I wrote this little code in C:

int leftrotate (int x, int offset)
{
    return ( x << offset ) | ( x >> (32 - offset));
}

I'm expecting to binary leftrotate an integer, meaning I'm expecting to move all the bits from the given offset to the left and boucling if the number is too big.

For example, when I input :

10100110100110100101000011111101 = 2795131133 = a69a50fd

I'm expecting as return :

01101001101001010000111111011010 = 1772425178 = 69a50fda

(notice that the hexadecimal a at the begining is now at the end because I choose offset 4 in this particular example)

But instead, I got:

11111111111111111111111111111010 = 4294967290 = fffffffa

• Any ideas where it can come from or what I'm doing wrong ?
• Am I using the correct int? should I use uint instead ? Or maybe char ?
• Does it depends of the architecture of my computer (32 bits or 64 bits) ?
• I guess it depends of the length of the integer (that's why I'm using a 32 bits length number) ?

Thanks !!!

Answer 1

It's implementation defined whether a right shift is an arithmetic or a logical shift. In your case, it appears to be an arithmetic shift, so you're getting sign extension in the >> half of your expression. You need to put an unsigned cast or assignment in to get the behaviour you want.

unsigned int y = x;
return ( y << offset ) | ( y >> (32 - offset));

Any ideas where it can come from or what I'm doing wrong ?

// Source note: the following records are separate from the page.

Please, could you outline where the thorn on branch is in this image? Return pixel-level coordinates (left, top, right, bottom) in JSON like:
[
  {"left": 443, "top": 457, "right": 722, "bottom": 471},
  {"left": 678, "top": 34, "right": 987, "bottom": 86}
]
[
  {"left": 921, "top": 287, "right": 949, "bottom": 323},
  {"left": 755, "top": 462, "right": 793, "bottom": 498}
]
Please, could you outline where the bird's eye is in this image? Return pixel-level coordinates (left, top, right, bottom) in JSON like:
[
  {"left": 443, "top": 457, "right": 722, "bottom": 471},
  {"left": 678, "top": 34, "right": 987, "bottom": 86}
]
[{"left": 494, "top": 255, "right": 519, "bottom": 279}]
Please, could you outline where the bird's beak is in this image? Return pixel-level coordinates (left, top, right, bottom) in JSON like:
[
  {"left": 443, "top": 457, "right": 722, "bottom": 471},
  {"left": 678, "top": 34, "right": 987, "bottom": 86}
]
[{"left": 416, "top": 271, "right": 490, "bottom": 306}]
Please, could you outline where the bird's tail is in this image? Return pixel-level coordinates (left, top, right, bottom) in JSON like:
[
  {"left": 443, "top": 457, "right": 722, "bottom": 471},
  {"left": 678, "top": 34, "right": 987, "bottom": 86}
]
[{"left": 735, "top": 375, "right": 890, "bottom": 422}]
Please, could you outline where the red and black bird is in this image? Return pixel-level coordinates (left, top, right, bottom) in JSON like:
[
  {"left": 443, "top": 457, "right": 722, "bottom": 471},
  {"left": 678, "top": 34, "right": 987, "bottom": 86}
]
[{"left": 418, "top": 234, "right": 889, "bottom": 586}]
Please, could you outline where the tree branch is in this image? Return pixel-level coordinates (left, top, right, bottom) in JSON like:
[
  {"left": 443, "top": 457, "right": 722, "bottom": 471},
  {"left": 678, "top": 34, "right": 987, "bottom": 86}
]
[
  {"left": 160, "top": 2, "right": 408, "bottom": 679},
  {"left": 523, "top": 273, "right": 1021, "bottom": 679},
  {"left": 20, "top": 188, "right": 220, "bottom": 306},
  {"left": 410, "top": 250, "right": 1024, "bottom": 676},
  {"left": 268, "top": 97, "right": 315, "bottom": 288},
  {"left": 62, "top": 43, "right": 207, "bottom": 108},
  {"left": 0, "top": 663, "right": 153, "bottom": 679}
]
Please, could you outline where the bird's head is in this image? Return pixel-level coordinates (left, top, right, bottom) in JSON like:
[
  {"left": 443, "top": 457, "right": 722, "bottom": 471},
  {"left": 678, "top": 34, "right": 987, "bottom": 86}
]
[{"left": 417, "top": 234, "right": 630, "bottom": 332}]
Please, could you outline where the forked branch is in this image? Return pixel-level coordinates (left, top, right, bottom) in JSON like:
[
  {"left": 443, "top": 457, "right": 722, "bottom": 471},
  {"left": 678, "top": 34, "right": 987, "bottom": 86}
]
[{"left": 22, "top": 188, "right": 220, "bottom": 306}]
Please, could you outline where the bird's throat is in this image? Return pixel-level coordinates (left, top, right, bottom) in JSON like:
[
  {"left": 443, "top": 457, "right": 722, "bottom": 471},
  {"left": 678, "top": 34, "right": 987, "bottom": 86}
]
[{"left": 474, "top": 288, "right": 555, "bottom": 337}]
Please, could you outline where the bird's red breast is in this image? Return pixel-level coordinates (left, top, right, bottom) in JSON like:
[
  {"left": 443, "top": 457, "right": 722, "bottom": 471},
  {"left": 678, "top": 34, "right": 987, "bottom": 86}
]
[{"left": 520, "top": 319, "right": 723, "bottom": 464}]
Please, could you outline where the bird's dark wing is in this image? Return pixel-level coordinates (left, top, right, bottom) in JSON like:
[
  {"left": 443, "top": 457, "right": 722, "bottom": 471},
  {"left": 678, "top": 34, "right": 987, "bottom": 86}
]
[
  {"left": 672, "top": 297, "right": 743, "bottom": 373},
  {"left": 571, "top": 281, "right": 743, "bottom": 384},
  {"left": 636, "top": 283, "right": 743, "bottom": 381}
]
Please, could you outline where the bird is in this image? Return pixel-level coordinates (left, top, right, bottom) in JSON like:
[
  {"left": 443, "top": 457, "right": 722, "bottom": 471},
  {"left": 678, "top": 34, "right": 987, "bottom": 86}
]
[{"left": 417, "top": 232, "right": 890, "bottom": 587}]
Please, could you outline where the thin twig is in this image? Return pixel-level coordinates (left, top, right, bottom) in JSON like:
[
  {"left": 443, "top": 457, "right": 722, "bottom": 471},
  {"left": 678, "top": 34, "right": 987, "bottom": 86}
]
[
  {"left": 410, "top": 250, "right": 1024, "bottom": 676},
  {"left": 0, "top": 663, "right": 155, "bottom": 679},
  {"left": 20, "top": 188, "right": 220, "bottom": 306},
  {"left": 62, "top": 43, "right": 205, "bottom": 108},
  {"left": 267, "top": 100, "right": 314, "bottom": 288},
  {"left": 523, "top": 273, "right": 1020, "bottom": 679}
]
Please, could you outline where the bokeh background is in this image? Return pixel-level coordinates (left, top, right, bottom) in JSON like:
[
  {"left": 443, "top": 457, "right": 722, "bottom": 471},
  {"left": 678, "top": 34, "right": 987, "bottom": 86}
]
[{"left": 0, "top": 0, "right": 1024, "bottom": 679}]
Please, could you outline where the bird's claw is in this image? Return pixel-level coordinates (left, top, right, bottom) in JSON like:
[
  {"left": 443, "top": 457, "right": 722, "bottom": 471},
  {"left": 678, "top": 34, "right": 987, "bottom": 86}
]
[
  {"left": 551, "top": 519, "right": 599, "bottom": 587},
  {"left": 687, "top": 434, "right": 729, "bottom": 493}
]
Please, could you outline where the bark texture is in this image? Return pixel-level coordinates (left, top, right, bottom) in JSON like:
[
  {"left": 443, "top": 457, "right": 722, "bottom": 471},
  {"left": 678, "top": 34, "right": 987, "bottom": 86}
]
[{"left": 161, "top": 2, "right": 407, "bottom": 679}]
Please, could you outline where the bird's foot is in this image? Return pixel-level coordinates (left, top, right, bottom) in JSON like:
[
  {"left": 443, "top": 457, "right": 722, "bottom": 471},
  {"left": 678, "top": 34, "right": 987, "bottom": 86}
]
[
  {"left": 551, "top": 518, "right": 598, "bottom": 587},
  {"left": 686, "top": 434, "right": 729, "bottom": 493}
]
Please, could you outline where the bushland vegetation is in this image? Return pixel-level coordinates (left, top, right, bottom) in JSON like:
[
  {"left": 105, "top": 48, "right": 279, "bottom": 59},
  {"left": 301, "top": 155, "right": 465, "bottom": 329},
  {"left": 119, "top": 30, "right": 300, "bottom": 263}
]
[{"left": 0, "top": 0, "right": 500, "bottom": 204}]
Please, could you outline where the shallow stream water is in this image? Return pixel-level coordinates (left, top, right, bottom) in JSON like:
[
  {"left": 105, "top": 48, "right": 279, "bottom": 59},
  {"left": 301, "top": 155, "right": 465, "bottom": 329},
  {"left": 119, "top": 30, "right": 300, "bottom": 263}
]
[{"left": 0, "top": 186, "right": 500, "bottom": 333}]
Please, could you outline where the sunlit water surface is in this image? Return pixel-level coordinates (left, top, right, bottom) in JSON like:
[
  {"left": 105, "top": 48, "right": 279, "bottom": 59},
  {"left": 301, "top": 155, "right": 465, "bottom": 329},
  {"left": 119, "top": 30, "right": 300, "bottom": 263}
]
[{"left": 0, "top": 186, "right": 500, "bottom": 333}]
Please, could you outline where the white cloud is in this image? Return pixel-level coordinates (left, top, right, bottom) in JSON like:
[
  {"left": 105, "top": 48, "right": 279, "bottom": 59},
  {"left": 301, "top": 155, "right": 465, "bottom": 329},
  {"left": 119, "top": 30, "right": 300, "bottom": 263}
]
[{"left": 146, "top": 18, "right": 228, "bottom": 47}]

Sign-extension due to right shifting a signed value.

Am I using the correct int? should I use uint instead ? Or maybe char ?

Changing to unsigned int in your function signature might be the easiest, yes.

Does it depends of the architecture of my computer (32 bits or 64 bits) ?

No, probably not.

I guess it depends of the length of the integer (that's why I'm using a 32 bits length number) ?

No, probably not. You could make your program not depend on the size of the integer, though:

return (y << offset) | (y >> ((sizeof y * CHAR_BIT) - offset));